Letting employees work from home has proved more efficient than some companies expected. The groundwork was laid after Superstorm Sandy struck New York City in 2012. The sea surge ravaged much of Lower Manhattan and temporarily sidelined 15 percent of prime downtown office space. Banks, law firms, and other tenants at giant towers such as 55 Water Street and One New York Plaza scrambled to work remotely, a hastily improvised response to the crisis that worked just well enough. Lessons were learned and applied across the board; every major company established “redundancy” plans for key business units to allow for seamless operation in the event of future catastrophes. When Covid-19 hit, the media ran plentiful stories about moguls and their minions wheeling and dealing via wine-soaked Zoom conferences from their East Hampton and Litchfield County second homes.

But lost in this remote-work buzz is the fact that office tenants can’t simply walk away from leases with years left to run and tens of millions of dollars in rent for which they’re liable. True, some companies are not paying rent right now. For as long as government rules prohibit “non-essential” business uses, they have arguable grounds under force majeure clauses for not paying.

That will change when the rules are lifted, as is happening now. Manhattan’s office-vacancy rate prior to the pandemic’s onset ranged from 9 percent to 10.5 percent, depending on which survey you consulted. It’s certain to rise in the short or medium-term. However, the “catastrophic” events that can give tenants wiggle room to withhold rent don’t include discretionary decisions to send employees home to work. WarnerMedia, AIG, and Cravath, Swaine & Moore can’t abandon space commitments that they made in 2019 and in early 2020. Major office landlords, including publicly traded companies such as SL Green and Vornado Realty Trust, may be even less forgiving than small-property owners, who won’t let their store and restaurant tenants off the hook.

It’s possible that future density restrictions will force some companies to need more, not, less space.

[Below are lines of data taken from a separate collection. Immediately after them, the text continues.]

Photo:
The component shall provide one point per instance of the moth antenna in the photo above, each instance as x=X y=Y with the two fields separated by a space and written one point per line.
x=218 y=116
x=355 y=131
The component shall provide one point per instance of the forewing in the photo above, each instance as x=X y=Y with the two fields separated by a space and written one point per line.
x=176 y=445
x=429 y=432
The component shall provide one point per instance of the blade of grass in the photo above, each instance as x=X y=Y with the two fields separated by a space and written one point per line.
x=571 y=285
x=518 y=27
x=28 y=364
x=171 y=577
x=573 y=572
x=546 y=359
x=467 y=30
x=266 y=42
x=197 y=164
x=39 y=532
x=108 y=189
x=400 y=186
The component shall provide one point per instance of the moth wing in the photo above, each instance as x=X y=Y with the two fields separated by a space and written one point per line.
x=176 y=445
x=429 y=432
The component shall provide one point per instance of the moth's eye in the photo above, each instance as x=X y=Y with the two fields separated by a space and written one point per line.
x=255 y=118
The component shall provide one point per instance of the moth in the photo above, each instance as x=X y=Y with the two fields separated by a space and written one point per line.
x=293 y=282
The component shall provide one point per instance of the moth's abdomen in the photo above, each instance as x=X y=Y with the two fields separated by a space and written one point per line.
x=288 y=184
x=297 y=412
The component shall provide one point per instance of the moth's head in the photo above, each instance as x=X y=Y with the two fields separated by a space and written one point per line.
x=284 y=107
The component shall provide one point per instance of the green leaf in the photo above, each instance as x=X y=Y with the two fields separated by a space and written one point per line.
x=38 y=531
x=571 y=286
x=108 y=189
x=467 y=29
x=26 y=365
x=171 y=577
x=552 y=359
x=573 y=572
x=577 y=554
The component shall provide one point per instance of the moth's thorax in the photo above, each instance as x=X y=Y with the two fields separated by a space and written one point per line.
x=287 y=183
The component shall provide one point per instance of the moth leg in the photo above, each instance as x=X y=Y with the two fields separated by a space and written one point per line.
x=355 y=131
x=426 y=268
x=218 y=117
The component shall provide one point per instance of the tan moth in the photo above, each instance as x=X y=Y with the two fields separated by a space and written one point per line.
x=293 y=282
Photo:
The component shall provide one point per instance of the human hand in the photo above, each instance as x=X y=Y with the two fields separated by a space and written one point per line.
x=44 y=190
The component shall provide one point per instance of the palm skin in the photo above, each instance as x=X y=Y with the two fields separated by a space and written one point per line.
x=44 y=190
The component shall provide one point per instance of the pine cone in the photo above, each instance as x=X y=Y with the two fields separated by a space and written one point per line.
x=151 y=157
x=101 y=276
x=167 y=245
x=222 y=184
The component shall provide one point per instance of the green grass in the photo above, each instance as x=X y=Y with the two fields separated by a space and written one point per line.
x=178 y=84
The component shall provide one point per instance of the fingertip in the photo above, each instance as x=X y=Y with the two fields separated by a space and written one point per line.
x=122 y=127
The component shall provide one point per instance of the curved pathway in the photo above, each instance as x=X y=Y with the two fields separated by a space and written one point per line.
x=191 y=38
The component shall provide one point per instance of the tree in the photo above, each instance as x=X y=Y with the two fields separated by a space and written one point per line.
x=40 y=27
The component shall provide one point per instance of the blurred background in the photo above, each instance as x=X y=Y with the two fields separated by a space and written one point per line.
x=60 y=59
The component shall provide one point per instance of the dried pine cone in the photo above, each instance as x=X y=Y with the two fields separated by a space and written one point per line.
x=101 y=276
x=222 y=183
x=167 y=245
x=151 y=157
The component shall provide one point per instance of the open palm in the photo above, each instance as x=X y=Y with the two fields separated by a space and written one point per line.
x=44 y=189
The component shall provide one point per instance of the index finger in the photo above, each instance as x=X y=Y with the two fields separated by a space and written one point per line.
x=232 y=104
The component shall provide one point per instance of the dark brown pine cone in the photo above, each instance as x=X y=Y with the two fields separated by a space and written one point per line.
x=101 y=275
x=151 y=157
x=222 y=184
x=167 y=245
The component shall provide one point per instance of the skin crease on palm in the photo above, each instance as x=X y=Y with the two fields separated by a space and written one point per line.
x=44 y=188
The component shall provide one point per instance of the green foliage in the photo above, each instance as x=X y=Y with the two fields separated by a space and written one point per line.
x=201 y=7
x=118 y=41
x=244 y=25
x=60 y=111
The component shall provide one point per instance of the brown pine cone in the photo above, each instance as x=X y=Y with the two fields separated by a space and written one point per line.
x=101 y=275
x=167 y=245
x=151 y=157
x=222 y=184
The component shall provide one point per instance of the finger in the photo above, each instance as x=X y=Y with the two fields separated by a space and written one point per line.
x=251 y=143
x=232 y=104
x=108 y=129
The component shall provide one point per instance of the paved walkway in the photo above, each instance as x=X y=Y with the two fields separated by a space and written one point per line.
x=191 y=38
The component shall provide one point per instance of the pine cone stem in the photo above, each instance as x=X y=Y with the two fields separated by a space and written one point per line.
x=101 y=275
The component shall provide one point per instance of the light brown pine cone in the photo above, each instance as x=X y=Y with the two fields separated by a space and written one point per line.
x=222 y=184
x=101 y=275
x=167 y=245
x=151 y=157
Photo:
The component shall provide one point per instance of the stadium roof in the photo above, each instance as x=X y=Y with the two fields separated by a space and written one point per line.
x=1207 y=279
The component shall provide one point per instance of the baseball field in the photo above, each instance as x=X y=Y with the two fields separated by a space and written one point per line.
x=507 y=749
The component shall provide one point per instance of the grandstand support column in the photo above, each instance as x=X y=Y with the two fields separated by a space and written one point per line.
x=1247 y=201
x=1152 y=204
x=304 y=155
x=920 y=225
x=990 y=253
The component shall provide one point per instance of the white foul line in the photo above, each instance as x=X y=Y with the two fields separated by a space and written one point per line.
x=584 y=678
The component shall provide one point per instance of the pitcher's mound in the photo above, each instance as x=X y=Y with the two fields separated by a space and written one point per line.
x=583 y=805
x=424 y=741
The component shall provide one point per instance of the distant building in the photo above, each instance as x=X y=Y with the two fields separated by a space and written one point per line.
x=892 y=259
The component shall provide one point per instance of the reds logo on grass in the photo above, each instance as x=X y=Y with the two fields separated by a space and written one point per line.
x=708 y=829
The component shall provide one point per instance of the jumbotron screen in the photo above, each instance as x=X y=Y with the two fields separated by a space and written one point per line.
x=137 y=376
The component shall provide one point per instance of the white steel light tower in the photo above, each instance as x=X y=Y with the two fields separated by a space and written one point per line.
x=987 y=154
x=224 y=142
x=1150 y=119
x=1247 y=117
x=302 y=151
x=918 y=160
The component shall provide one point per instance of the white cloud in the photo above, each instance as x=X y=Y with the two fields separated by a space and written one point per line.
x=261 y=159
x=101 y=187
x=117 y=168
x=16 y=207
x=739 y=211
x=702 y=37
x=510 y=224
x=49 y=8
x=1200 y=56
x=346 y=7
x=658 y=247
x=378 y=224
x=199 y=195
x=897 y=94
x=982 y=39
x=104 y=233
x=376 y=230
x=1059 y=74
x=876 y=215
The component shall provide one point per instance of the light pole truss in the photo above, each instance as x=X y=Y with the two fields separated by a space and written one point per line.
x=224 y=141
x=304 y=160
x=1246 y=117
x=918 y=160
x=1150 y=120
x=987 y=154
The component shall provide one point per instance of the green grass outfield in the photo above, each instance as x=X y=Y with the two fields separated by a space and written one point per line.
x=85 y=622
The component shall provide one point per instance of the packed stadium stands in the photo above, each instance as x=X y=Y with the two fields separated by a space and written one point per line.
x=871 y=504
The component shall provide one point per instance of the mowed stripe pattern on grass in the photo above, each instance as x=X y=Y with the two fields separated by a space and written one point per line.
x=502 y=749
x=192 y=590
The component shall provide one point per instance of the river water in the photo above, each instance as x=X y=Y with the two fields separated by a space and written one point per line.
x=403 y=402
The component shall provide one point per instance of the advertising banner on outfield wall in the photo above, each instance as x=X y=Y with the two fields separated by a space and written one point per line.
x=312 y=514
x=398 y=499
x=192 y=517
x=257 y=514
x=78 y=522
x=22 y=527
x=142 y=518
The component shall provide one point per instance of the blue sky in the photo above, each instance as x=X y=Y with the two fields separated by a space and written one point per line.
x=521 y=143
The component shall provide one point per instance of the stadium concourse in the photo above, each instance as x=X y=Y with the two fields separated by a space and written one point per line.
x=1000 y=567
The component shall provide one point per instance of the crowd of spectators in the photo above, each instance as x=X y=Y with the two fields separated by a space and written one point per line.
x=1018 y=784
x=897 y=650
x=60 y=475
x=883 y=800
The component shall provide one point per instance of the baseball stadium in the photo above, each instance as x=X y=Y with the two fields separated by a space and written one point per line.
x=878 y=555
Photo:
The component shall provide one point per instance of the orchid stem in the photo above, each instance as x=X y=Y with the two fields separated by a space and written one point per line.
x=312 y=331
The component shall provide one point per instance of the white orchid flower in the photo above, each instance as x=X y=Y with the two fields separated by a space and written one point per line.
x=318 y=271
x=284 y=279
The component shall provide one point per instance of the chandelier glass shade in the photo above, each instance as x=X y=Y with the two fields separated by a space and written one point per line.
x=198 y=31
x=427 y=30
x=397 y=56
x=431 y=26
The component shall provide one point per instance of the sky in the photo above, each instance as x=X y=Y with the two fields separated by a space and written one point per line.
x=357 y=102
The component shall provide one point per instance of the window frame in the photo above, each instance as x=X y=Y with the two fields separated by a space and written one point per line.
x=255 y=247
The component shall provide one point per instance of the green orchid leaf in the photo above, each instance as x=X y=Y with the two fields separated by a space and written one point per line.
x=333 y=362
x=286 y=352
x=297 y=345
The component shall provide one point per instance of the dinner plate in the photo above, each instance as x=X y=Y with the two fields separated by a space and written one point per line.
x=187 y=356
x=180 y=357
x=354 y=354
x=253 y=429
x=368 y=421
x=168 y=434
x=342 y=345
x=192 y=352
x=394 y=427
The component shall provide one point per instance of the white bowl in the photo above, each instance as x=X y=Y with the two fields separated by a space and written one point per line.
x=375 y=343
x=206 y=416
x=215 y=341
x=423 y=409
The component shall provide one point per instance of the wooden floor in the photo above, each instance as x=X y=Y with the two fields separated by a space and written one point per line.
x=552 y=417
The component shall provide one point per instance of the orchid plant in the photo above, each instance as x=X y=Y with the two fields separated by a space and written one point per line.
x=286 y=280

Facebook’s Zuckerberg has himself acknowledged this, conceding that limits on how many employees can occupy a space means that there would be no instant impact on Facebook’s real-estate footprint. “In the short term,” he said, “we’re not going to be using less real estate if we’re only at 25 percent capacity.” The company is continuing to negotiate a large office lease at the Farley Post Office redevelopment on the heels of recent deals it made for 1.5 million square feet at Hudson Yards.

Once companies start returning to their offices, in the time it takes for chief executives to figure out their future square footage, the bloom might well be off the rose for executives who enjoyed the work-from-home interregnum. How will companies attract talented younger employees, for whom the thrill of central-city life is more appealing than suburban backwaters? As a recent Wall Street Journal story headlined: “It’s OK to Miss the Office—For Many People Working from Home, An Essential Part of Life is Now Missing.”

Working from home has proven useful, even essential, during the crisis, but it’s long-term future is not as clear. Mitchell Moss, professor of urban policy and planning at New York University, points out the obvious advantages of office work, including “face to face contact,” which is “not the same as people sitting alone. There is candor you can’t get on a video monitor.” My own real-estate friends who enjoyed Zoom conferences from their East End homes say that they’re sick of them. They long to recapture the camaraderie and creative tension of a shared workspace.

And for every woman who’s worked at home since March and says that she enjoys greater family time, others are likely craving their office hours. Research has found that career women temporarily forced to work from home are still doing most of the housework. Men don’t want to be there, either—and that’s why the lights will likely go back on over Manhattan’s skyline, and stay on for a long time to come.